When it comes to machine learning classification algorithms, tree based methods tend to be among the most powerful. Not only do they tend to produce very accurate models, but they are quite easy to interpret. You can think of each branch of the decision tree representing a question, the answer to which tells you which direction to move. This is akin to medical diagnosis -- if white blood cell count is larger than x, then...
Tree methods do not come without their shortfalls however as they are quite susceptible to overfitting. In this exercise, we'll first take a look at a single decision tree, and then expand the concept more broadly to an ensemble of trees.

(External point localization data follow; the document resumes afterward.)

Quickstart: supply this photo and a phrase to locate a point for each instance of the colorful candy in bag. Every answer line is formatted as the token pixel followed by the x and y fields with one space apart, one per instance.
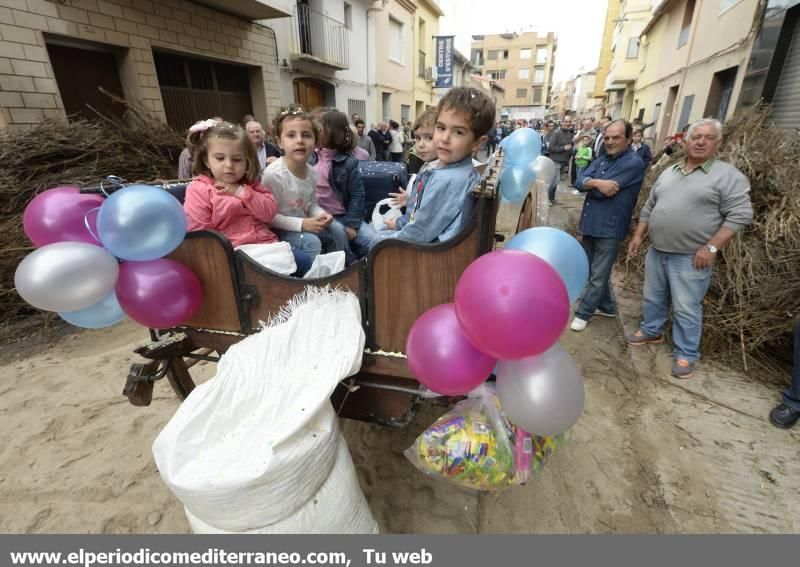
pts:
pixel 474 445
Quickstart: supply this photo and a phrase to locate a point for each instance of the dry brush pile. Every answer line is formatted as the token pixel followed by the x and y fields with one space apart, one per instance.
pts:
pixel 755 292
pixel 56 153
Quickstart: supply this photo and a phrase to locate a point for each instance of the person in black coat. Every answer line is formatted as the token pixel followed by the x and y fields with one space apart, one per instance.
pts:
pixel 641 149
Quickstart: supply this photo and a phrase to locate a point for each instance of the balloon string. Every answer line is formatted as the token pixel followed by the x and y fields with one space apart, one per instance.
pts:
pixel 115 180
pixel 88 226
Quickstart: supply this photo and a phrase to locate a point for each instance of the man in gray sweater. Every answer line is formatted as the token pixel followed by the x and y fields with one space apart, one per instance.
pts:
pixel 694 209
pixel 560 148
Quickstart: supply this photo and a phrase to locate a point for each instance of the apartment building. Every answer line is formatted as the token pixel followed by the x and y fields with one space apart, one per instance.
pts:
pixel 183 60
pixel 524 63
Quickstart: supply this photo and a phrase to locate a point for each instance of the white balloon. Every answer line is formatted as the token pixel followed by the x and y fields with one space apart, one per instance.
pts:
pixel 66 276
pixel 542 394
pixel 544 168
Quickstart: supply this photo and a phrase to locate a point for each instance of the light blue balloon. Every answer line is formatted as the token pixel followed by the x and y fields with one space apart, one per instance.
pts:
pixel 560 250
pixel 141 222
pixel 523 146
pixel 104 313
pixel 514 183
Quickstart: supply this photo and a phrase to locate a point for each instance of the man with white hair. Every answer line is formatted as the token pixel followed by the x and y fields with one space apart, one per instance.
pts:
pixel 267 153
pixel 694 209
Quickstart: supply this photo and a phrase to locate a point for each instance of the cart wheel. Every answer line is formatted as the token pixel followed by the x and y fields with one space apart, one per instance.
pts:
pixel 179 377
pixel 526 214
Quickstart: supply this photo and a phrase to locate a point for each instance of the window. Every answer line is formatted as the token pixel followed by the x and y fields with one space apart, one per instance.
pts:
pixel 386 104
pixel 395 40
pixel 725 5
pixel 633 48
pixel 686 111
pixel 355 106
pixel 348 16
pixel 688 15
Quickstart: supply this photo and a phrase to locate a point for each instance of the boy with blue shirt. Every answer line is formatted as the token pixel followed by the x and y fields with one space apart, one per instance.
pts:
pixel 464 117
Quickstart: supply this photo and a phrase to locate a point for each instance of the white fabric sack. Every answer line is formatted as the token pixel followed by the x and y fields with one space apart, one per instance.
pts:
pixel 326 265
pixel 277 256
pixel 379 220
pixel 338 508
pixel 251 446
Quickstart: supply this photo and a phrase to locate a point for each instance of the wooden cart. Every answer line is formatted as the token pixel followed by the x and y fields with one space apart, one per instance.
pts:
pixel 395 284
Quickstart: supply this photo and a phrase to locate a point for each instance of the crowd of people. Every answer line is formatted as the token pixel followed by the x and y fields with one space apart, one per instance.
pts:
pixel 300 183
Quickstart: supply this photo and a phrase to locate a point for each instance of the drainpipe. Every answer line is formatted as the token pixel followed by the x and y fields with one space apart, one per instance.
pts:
pixel 695 17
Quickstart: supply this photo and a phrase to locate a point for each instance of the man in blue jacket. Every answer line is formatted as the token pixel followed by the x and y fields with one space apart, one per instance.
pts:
pixel 611 183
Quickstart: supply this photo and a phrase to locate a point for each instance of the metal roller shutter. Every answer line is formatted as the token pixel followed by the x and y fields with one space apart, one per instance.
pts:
pixel 786 102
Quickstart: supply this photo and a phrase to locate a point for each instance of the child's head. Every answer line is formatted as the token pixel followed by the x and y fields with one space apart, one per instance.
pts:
pixel 424 127
pixel 336 133
pixel 223 151
pixel 297 133
pixel 463 118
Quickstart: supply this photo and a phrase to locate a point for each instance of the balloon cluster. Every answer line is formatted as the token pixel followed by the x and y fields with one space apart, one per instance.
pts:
pixel 523 164
pixel 81 238
pixel 510 308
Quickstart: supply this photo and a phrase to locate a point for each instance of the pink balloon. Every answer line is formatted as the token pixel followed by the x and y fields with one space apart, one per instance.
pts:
pixel 511 304
pixel 441 357
pixel 57 215
pixel 159 294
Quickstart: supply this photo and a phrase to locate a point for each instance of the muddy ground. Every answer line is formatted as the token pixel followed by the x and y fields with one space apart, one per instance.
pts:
pixel 650 454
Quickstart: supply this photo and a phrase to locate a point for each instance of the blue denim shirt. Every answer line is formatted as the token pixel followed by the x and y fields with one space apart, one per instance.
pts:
pixel 445 189
pixel 610 217
pixel 346 182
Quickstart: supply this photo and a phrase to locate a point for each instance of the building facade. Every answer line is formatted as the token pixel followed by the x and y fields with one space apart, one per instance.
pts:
pixel 183 60
pixel 426 21
pixel 394 60
pixel 524 63
pixel 687 73
pixel 623 67
pixel 324 56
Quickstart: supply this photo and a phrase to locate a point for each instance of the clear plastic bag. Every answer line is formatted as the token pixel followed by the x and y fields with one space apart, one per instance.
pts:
pixel 475 446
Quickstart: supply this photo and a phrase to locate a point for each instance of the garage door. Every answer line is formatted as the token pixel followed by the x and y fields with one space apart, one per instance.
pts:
pixel 786 102
pixel 196 89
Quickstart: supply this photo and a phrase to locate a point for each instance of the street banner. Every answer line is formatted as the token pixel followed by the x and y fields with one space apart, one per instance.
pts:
pixel 444 61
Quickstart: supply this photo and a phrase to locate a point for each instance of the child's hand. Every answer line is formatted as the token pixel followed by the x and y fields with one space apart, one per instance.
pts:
pixel 399 199
pixel 313 225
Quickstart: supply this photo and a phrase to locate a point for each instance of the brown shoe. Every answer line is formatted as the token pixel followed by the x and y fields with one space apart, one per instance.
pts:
pixel 639 339
pixel 682 368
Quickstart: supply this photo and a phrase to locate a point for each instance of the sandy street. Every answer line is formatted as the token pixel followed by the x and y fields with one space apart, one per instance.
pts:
pixel 650 454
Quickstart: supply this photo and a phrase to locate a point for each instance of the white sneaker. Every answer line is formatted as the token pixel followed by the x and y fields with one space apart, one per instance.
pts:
pixel 578 324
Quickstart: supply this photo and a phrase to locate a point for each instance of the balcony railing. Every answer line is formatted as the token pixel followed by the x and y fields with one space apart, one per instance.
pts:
pixel 319 38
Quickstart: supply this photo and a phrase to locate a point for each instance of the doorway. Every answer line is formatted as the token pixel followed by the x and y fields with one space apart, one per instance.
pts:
pixel 80 74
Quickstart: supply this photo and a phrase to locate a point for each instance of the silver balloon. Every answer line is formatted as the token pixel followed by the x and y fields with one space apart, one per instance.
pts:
pixel 66 276
pixel 543 394
pixel 544 168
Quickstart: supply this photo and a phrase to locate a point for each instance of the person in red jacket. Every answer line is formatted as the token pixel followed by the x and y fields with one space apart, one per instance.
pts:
pixel 225 194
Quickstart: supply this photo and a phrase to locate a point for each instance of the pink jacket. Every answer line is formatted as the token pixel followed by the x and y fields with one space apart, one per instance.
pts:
pixel 242 219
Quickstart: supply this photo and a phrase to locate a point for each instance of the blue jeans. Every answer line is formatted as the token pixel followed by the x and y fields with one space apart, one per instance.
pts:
pixel 551 191
pixel 791 395
pixel 602 253
pixel 672 277
pixel 335 239
pixel 308 242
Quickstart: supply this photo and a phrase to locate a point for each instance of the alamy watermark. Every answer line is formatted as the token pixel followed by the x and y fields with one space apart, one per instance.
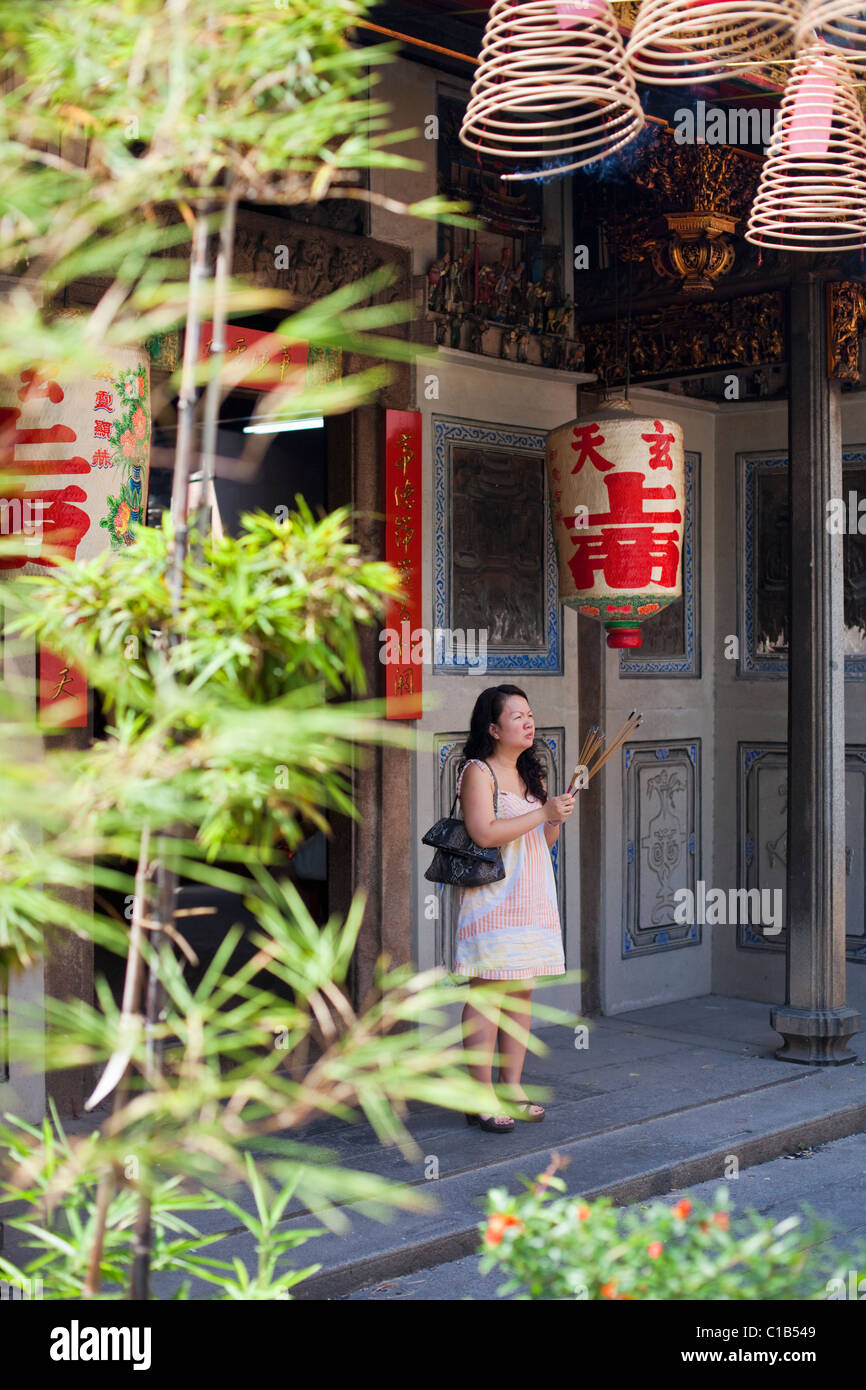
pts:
pixel 736 906
pixel 722 125
pixel 847 516
pixel 423 645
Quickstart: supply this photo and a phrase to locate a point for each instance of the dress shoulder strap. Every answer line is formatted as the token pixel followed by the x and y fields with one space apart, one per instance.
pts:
pixel 478 763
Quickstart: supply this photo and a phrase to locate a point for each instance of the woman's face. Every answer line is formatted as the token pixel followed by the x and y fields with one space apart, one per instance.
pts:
pixel 516 726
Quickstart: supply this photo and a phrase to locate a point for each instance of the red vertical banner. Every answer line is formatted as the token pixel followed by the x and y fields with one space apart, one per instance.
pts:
pixel 403 676
pixel 63 692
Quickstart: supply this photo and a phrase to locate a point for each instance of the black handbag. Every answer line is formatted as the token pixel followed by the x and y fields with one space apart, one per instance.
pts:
pixel 459 859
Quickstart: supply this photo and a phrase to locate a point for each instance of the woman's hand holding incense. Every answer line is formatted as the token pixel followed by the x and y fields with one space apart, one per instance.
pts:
pixel 559 808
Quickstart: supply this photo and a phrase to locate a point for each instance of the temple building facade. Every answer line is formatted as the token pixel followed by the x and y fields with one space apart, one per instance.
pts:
pixel 628 278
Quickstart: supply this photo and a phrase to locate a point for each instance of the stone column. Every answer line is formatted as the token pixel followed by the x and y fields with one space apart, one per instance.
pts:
pixel 815 1020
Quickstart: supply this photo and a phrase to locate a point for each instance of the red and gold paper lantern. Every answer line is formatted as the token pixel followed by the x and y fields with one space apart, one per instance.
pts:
pixel 617 484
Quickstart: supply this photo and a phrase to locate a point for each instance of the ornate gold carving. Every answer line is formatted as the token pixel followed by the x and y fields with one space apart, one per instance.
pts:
pixel 845 323
pixel 698 192
pixel 709 337
pixel 698 252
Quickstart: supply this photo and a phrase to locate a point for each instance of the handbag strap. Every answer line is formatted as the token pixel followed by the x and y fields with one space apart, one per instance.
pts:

Our basic building block here is going to be the decision tree. As discussed above, decision trees are somewhat modeled after the way a doctor diagnoses a disease in a patient. This leads to a model that is both easy to interpret and tends to perform well. In this exercise, we'll take a look at the Breast Cancer data set and fit a decision tree model.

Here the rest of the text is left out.